Defend yourself until protection can be furnished necessary, June 27th, 1844.

THOMAS FORD, Governor.
and Commander in Chief.

Mr. Orson Spencer:

Dear Sir: -- Please deliberate on this matter; prudence may obviate material destruction. I was at my residence when this horrible crime was committed. It will be condemned by three fourths of the citizens of the county -- be quiet or you will be attacked from Missouri.
                                        M. R. DEMING.

The Governor, as well as the citizens of Carthage, was thunder struck! and fled.

The Legion in Nauvoo was called out at 10 A. M. and addressed by Judge Phelps, Col. Buckmaster of Alton, the Governor's aid, and others, and all excitement and flurry allayed and preparations were made to receive the bodies of the noble martyrs. About 3 o'clock, they were met by a great assemblage of people, east of the Temple on Mulholland street, under the direction of the city Marshal, followed by Samuel H. Smith, the brother of the deceased, Dr. Richards and Mr. Hamilton, of Carthage. The waggons were guarded by 8 men. The procession that followed in Nauvoo, was the city Council, the Lieut. Gen's. Staff, the Major Gen. and staff, the brigadier and staff, commanders and officers of the Legion and citizens generally which numbered several thousands, amid the most solemn lamentations and wailings that ever ascended into the ears of the Lord of Hosts to be avenged of our enemies!

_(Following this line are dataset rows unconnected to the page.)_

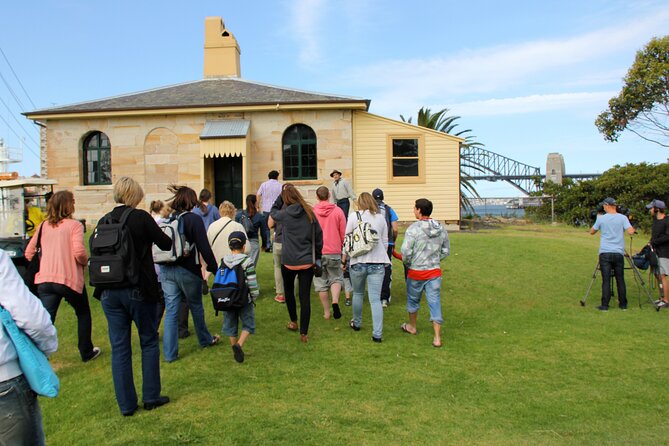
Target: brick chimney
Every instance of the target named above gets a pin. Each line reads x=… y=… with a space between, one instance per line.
x=221 y=51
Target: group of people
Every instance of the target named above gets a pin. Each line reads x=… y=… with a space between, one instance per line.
x=307 y=250
x=613 y=225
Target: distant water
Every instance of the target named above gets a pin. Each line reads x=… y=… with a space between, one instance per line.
x=497 y=210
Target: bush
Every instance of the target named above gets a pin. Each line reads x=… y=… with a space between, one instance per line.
x=633 y=186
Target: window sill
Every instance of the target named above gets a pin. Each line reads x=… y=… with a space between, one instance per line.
x=104 y=187
x=305 y=182
x=407 y=180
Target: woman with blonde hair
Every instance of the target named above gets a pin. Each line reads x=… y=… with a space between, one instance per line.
x=302 y=241
x=61 y=274
x=368 y=269
x=135 y=303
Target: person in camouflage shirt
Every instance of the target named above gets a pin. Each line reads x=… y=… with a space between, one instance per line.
x=425 y=245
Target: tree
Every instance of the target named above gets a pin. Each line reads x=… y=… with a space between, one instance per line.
x=642 y=106
x=632 y=185
x=441 y=122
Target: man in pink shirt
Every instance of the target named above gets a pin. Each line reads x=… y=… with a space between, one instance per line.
x=333 y=223
x=267 y=194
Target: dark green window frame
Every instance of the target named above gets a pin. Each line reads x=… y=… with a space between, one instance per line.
x=299 y=153
x=97 y=159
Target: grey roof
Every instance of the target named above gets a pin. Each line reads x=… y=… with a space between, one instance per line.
x=225 y=129
x=215 y=92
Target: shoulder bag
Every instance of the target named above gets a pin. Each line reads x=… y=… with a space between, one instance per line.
x=33 y=361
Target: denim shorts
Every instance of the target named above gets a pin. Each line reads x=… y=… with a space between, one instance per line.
x=231 y=321
x=332 y=273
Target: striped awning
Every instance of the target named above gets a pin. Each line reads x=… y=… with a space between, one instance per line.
x=228 y=128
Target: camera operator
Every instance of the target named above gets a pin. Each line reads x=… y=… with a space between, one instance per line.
x=611 y=251
x=659 y=241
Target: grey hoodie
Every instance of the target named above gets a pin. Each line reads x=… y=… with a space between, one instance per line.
x=425 y=245
x=297 y=234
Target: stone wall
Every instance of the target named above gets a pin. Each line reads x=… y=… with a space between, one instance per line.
x=164 y=149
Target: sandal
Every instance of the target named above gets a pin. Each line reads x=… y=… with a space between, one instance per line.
x=336 y=312
x=292 y=326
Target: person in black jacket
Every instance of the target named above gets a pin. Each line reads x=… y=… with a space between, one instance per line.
x=302 y=247
x=659 y=240
x=184 y=276
x=137 y=304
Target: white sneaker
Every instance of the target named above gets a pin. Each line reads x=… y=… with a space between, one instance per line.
x=96 y=353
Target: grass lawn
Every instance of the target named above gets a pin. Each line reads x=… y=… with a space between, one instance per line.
x=522 y=363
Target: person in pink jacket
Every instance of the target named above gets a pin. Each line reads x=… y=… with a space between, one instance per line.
x=333 y=222
x=61 y=273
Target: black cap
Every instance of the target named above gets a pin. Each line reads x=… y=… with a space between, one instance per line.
x=237 y=237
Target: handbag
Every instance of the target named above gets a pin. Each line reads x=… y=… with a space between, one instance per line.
x=33 y=266
x=318 y=268
x=34 y=363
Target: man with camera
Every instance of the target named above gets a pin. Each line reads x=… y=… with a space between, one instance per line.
x=659 y=241
x=612 y=226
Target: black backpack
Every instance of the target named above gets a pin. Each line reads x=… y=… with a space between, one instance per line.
x=386 y=212
x=113 y=263
x=229 y=291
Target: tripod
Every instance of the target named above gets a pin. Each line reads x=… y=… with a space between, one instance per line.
x=637 y=277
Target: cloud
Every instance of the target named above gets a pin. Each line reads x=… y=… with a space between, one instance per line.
x=307 y=16
x=541 y=66
x=531 y=104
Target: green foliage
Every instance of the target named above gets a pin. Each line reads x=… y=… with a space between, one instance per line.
x=643 y=104
x=633 y=186
x=441 y=122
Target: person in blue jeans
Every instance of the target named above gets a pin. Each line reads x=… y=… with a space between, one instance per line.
x=612 y=226
x=184 y=276
x=425 y=245
x=368 y=268
x=135 y=303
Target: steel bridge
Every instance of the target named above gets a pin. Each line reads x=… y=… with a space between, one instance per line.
x=481 y=164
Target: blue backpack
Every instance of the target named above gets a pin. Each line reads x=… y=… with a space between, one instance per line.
x=229 y=291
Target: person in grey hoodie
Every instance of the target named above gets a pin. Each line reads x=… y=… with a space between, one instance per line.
x=301 y=249
x=425 y=245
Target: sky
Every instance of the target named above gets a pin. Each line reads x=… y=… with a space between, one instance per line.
x=527 y=77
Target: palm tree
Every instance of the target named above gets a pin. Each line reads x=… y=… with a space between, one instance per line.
x=441 y=122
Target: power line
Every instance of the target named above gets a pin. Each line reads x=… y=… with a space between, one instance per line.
x=17 y=121
x=17 y=78
x=17 y=135
x=9 y=87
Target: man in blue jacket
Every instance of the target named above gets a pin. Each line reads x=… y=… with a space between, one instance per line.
x=613 y=226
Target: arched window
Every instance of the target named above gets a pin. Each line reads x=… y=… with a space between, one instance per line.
x=299 y=153
x=97 y=159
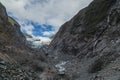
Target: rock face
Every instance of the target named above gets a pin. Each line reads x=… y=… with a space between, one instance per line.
x=17 y=60
x=90 y=42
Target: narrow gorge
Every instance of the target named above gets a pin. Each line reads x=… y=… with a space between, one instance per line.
x=87 y=47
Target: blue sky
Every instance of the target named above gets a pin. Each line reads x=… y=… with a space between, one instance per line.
x=43 y=18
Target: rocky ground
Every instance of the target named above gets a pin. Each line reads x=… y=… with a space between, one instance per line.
x=85 y=48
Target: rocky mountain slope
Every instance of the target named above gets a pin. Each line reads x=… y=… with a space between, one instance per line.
x=17 y=60
x=85 y=48
x=89 y=44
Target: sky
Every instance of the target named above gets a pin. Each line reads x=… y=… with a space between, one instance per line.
x=43 y=18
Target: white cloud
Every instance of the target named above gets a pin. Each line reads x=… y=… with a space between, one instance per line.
x=52 y=12
x=48 y=33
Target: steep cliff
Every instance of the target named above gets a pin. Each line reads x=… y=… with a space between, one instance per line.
x=89 y=42
x=17 y=60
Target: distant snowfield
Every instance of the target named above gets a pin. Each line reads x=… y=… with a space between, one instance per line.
x=43 y=12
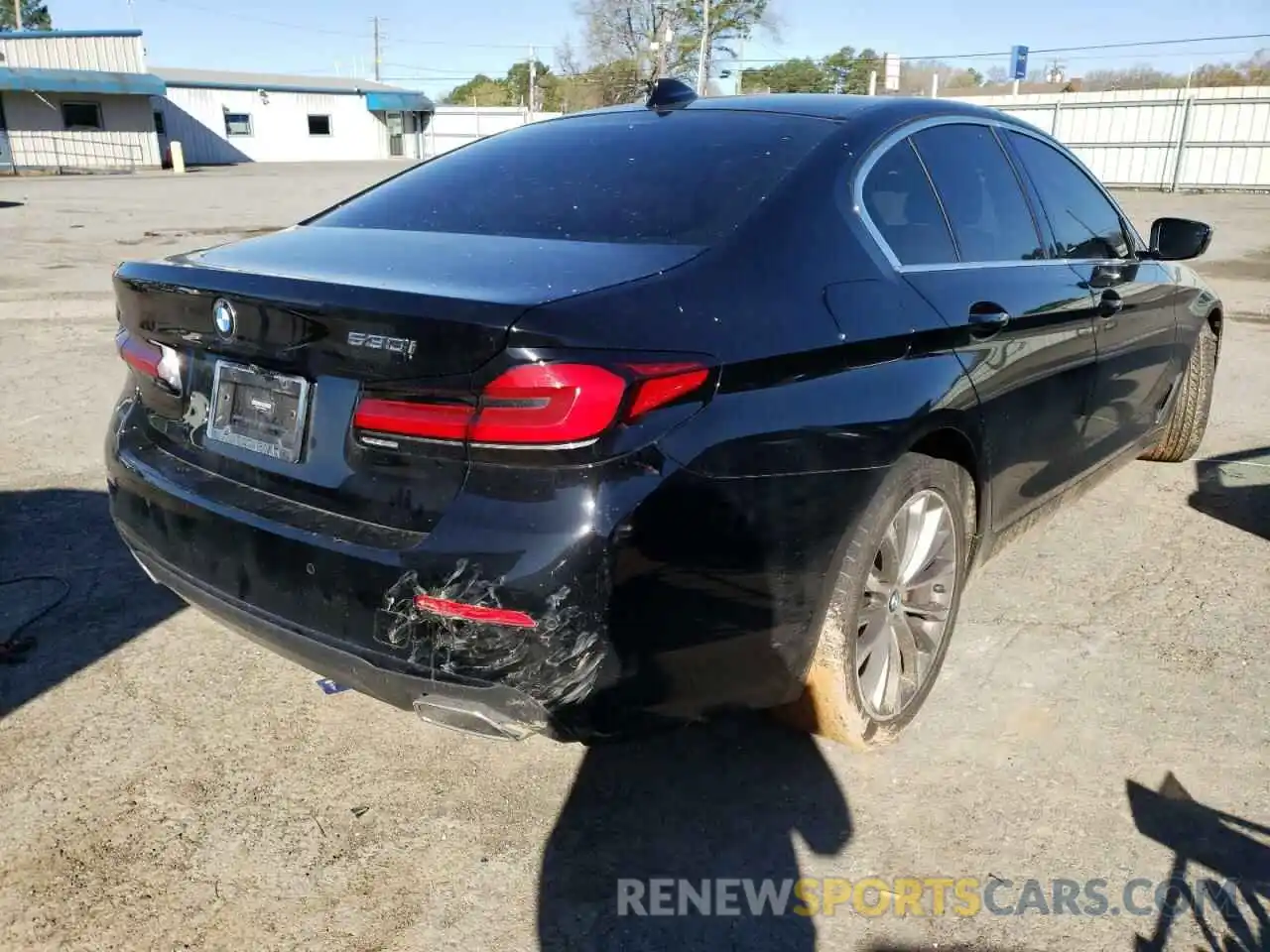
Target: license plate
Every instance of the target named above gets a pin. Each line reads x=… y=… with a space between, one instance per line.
x=258 y=411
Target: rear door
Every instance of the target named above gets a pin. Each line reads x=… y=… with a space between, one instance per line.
x=969 y=244
x=1135 y=299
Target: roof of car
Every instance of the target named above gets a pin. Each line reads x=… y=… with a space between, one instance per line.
x=828 y=105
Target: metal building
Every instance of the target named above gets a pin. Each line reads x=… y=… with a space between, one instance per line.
x=249 y=117
x=76 y=99
x=85 y=100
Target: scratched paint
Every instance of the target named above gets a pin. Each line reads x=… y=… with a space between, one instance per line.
x=556 y=662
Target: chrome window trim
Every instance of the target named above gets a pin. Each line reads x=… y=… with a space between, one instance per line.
x=908 y=130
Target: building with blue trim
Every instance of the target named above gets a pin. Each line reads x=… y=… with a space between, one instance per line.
x=85 y=100
x=235 y=117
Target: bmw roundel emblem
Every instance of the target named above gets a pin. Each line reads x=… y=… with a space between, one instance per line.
x=222 y=316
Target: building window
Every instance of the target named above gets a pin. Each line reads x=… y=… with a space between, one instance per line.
x=238 y=123
x=81 y=116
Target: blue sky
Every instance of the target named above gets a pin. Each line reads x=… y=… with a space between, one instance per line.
x=439 y=44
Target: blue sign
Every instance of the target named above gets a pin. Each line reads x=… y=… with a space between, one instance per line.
x=1019 y=62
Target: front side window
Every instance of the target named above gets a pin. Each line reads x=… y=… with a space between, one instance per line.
x=81 y=116
x=1086 y=225
x=898 y=198
x=979 y=191
x=238 y=123
x=629 y=177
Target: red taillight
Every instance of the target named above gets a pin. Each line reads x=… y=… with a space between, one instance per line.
x=445 y=608
x=543 y=404
x=139 y=354
x=155 y=361
x=548 y=403
x=662 y=384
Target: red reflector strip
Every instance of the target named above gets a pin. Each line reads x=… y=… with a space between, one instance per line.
x=407 y=419
x=140 y=354
x=445 y=608
x=668 y=382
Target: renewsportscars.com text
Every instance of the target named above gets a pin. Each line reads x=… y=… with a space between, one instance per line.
x=925 y=896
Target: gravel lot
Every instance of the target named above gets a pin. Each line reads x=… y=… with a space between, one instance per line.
x=166 y=784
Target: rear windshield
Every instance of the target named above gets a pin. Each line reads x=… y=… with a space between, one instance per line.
x=633 y=177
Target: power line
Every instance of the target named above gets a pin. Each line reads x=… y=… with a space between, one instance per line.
x=1046 y=50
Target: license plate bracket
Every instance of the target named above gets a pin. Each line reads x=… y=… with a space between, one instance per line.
x=258 y=411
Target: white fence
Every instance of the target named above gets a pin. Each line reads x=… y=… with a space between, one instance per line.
x=1166 y=139
x=454 y=126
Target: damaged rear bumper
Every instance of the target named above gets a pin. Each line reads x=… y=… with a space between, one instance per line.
x=458 y=703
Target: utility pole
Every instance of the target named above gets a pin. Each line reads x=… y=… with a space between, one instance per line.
x=705 y=46
x=376 y=49
x=534 y=77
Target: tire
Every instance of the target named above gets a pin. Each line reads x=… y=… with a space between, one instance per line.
x=833 y=703
x=1188 y=417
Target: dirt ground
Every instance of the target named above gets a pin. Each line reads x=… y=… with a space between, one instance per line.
x=167 y=784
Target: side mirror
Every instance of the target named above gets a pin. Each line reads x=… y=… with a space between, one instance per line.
x=1179 y=239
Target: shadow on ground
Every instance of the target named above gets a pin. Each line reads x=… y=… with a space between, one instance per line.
x=66 y=537
x=1234 y=488
x=716 y=801
x=1219 y=875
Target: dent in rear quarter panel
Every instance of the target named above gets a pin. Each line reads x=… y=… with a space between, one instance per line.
x=1198 y=301
x=776 y=471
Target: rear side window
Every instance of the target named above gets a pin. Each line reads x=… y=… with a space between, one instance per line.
x=899 y=202
x=1086 y=225
x=980 y=193
x=630 y=177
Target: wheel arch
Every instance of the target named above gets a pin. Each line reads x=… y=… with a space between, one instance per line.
x=952 y=443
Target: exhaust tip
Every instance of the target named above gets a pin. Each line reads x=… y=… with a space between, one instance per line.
x=472 y=719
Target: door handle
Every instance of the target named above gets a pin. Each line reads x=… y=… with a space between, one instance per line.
x=987 y=318
x=1110 y=303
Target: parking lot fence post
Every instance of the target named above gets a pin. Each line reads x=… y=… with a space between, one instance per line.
x=1182 y=141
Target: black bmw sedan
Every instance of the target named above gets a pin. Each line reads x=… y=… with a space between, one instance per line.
x=645 y=414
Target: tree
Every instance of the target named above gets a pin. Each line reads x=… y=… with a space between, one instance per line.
x=479 y=90
x=35 y=16
x=621 y=31
x=518 y=85
x=790 y=76
x=848 y=72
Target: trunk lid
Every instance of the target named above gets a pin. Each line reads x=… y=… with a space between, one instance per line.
x=336 y=309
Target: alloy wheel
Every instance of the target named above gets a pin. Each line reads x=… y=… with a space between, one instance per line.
x=907 y=603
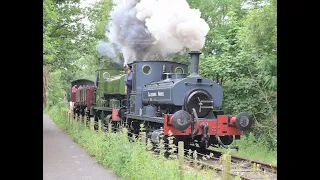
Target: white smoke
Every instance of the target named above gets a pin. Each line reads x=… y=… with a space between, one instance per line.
x=108 y=49
x=155 y=26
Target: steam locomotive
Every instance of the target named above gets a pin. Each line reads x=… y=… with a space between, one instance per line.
x=165 y=99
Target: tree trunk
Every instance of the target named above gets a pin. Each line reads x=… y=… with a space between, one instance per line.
x=45 y=86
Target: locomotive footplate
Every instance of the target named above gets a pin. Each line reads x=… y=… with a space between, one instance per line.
x=146 y=118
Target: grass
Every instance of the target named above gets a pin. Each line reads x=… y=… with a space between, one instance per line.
x=129 y=160
x=251 y=148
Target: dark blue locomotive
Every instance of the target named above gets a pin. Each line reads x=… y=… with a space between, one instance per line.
x=166 y=100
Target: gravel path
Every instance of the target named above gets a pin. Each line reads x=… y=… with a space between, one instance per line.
x=63 y=159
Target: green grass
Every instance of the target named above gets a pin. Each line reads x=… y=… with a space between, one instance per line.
x=129 y=160
x=251 y=148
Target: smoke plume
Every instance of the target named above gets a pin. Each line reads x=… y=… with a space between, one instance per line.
x=109 y=50
x=155 y=26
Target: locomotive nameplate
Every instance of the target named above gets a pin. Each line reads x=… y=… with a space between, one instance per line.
x=157 y=94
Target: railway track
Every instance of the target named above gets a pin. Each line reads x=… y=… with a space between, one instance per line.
x=247 y=169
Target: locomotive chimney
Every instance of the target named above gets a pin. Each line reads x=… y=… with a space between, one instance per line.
x=194 y=55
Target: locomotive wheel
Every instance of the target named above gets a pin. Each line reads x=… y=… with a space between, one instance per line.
x=243 y=122
x=194 y=100
x=181 y=120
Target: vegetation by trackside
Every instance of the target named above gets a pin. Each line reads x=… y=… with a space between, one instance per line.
x=129 y=160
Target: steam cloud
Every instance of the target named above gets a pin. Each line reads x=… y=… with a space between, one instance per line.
x=154 y=26
x=107 y=49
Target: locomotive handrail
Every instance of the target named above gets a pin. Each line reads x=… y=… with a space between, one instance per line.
x=194 y=132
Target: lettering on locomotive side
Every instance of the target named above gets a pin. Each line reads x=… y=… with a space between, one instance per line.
x=153 y=94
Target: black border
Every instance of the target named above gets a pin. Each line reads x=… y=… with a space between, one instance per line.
x=22 y=27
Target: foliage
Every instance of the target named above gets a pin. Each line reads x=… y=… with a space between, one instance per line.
x=129 y=160
x=240 y=54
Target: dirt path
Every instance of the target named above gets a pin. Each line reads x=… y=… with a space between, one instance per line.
x=63 y=159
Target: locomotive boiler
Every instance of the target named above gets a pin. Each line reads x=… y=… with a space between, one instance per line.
x=166 y=100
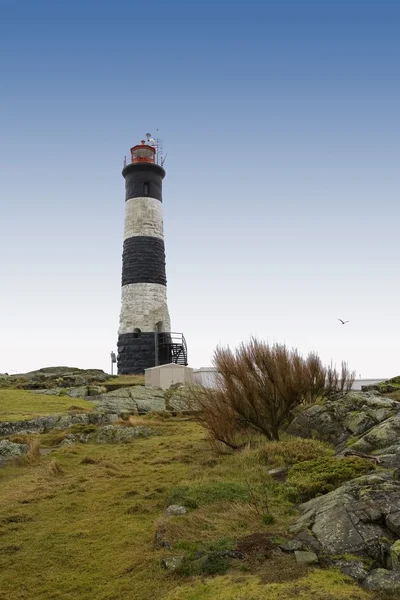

When the procession arrived, the bodies were both taken into the "Nauvoo Mansion;" the scene at the mansion cannot be described; the audience addressed by Dr. Richards, Judge Woods and Reed, Esqs.. of Iowa and Col. Markham. It was a vast assemblage of some 8 or 10, 000 persons and with one united voice resolved to trust to the law for a remedy of such a high handed assassination, and when that failed, to call upon God to avenge us of our wrongs! Oh widows and orphans! Oh Americans weep, for the glory of freedom has departed!


At the request of many persons who wish that the truth may go forth to the world in relation to the late murder of Joseph and Hyrum Smith, by a band of lawless assassins, I have consented to make a statement of the facts so far as they have come to my knowledge, in an authentic shape, as one of the attorneys employed to defend the said Smiths against the charges brought against them; and other persons at Carthage in the State of Illinois.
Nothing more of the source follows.